What I had in mind was to create an array of integers, initialized to 80 and load them to a register regC. Then, do a _mm_and_si128 bewteen regC and regComp and store the result in regD. However, this does not do the trick, which led me to think that I do not understand the positive flags in SSE registers. Could someone answer the question with a brief explanation why my solution does not work?

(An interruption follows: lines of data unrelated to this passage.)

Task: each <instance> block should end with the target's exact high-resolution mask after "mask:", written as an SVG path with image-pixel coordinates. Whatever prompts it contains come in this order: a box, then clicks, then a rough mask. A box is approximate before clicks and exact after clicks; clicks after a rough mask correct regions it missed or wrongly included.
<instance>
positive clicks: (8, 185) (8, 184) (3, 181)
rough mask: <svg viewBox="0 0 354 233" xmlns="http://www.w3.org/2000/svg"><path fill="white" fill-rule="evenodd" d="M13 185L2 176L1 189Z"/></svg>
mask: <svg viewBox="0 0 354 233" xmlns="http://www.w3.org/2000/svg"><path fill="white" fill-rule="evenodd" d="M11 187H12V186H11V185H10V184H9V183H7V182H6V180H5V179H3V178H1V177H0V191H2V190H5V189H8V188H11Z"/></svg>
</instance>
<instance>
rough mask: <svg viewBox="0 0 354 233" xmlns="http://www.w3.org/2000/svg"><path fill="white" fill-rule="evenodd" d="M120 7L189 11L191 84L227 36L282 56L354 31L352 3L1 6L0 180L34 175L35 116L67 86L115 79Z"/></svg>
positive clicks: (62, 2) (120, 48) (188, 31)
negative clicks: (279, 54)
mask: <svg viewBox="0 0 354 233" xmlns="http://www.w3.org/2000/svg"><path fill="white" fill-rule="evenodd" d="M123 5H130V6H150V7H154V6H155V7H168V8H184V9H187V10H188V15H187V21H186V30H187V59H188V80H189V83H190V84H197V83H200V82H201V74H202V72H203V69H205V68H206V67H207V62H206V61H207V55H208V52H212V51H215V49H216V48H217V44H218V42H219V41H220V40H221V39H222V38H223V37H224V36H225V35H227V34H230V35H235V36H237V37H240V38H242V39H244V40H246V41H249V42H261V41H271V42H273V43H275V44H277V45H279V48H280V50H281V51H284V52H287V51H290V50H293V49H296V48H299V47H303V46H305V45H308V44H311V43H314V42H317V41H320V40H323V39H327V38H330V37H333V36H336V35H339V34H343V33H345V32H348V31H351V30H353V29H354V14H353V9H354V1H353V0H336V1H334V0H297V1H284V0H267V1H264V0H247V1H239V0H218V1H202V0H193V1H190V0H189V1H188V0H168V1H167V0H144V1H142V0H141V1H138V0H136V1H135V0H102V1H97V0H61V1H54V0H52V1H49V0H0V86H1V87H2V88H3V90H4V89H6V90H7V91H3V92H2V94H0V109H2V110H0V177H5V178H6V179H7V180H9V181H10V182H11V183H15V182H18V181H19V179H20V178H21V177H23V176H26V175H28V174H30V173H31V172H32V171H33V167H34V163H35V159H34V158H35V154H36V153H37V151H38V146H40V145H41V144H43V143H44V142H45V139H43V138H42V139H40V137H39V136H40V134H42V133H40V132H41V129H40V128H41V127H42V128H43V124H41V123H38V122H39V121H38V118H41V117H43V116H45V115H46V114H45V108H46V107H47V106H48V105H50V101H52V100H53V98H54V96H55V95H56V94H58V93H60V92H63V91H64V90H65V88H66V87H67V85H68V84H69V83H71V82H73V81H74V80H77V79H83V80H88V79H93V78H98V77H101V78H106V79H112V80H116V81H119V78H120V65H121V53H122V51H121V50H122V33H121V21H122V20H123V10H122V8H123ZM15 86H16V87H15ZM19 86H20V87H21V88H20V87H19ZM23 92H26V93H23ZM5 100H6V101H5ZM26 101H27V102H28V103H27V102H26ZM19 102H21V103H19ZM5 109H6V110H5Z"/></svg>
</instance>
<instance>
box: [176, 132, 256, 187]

short valA[16] = { 1, 2, 3, 4, 5, 6, 7, 8, 9, 10, 11, 12, 13, 14, 15, 16 };
short valB[16] = { 5, 5, 5, 5, 5, 5, 5, 5, 5, 10, 10, 10, 10, 10, 10, 10 };
short ones[16] = { 1 };
short final[16];

__m128i vA, vB, vOnes, vRes, vRes2;

vOnes = _mm_load_si128((__m128i *)&(ones)[0] );

for( i=0 ; i < 16 ;i+=8){
   vA = _mm_load_si128((__m128i *)&(valA)[i] );
   vB = _mm_load_si128((__m128i *)&(valB)[i] );

   vRes = _mm_cmpgt_epi16(vA,vB);

   vRes2 = _mm_and_si128(vRes,vOnes);
   _mm_storeu_si128((__m128i *)&(final)[i], vRes2);
 }
2

There are 2 best solutions below

10
On BEST ANSWER

You only set the first element of array ones to 1 (the rest of the array is initialised to 0).

I suggest you get rid of the array ones altogether and then change this line:

vOnes = _mm_load_si128((__m128i *)&(ones)[0] );

to:

vOnes = _mm_set1_epi16(1);

Probably a better solution though, if you just want to convert SIMD TRUE (0xffff) results to 1, would be to use a shift:

for (i = 0; i < 16; i += 8) {
    vA = _mm_loadu_si128((__m128i *)&pA[i]);
    vB = _mm_loadu_si128((__m128i *)&pB[i]);

    vRes = _mm_cmpgt_epi16(vA, vB);    // generate 0xffff/0x0000 results

    vRes = _mm_srli_epi16(vRes, 15);   // convert to 1/0 results

    _mm_storeu_si128((__m128i *)&final[i], vRes2);
}
2
On

Try this for loading 1:

vOnes = _mm_set1_epi16(1);

This is shorter than creating a constant array.

Be careful, providing less array values than array size in C++ initializes the other values to zero. This was your error, and not the SSE part.

Don't forget the debugger, modern ones display SSE variables properly.